Ginger has sprouted in the mixology world like a seed on Miracle-Gro. The ingredient’s rise in popular demand has taken on an Asian flair at the Mirage’s Japonais, where the new Berry-Ginger ($14) brings the kitchen to the cocktail glass.
Fresh blueberries and a touch of caramelized ginger from the pastry chef make this a must for summertime sipping. The refreshing libation was introduced to the menu several months ago by Japonais lounge manager Brandon Jones and is currently one of their biggest sellers. “A lot of drinks use fruit juice and syrups.
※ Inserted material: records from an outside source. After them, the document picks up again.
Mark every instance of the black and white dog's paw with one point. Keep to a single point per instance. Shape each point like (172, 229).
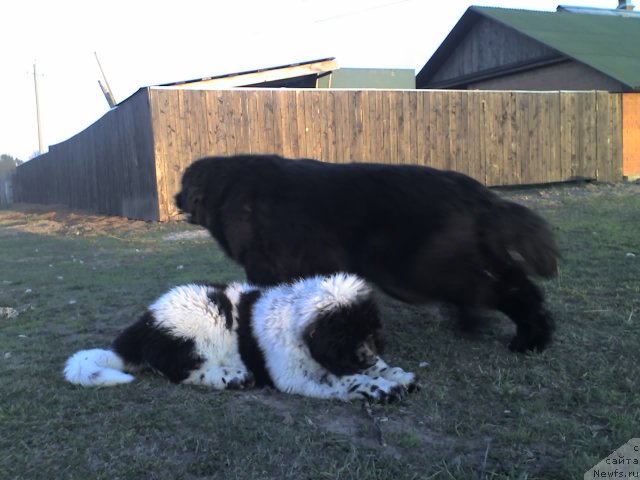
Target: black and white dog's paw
(381, 390)
(408, 380)
(240, 382)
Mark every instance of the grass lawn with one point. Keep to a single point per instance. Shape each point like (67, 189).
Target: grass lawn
(70, 281)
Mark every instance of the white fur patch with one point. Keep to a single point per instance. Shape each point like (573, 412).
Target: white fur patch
(96, 368)
(279, 318)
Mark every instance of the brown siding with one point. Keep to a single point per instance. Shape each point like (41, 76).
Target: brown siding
(561, 76)
(483, 49)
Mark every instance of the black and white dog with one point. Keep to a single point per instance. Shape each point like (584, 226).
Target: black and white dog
(420, 234)
(320, 337)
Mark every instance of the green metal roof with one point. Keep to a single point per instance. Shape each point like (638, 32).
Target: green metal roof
(608, 43)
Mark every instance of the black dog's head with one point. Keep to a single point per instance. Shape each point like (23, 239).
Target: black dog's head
(191, 198)
(347, 340)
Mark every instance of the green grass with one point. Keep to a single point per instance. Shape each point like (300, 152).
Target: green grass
(483, 412)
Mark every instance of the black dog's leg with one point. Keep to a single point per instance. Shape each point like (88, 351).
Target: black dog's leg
(522, 301)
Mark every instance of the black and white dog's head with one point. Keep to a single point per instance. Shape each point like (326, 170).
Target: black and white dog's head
(346, 335)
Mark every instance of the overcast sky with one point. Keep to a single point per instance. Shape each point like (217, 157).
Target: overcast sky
(148, 42)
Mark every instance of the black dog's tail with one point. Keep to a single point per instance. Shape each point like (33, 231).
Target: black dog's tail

In Berry-Ginger, I wanted to use all fresh ingredients,” Jones says. “Personally, I like to know what’s in my cocktail and strive to provide that experience for our customers.”
Berry-Ginger
Ingredients:
3 oz. Ty-Ku shochu
1 oz. fresh lime juice
1 oz. agave syrup
8 blueberries
3 slices of cut ginger root
candied ginger (garnish)
Method:
Muddle cut ginger, lime juice and seven blueberries. Add agave syrup and shochu. Shake with ice. Double strain through a Hawthorne strainer and fine strainer into a martini glass. Garnish with one blueberry and a piece of candied ginger.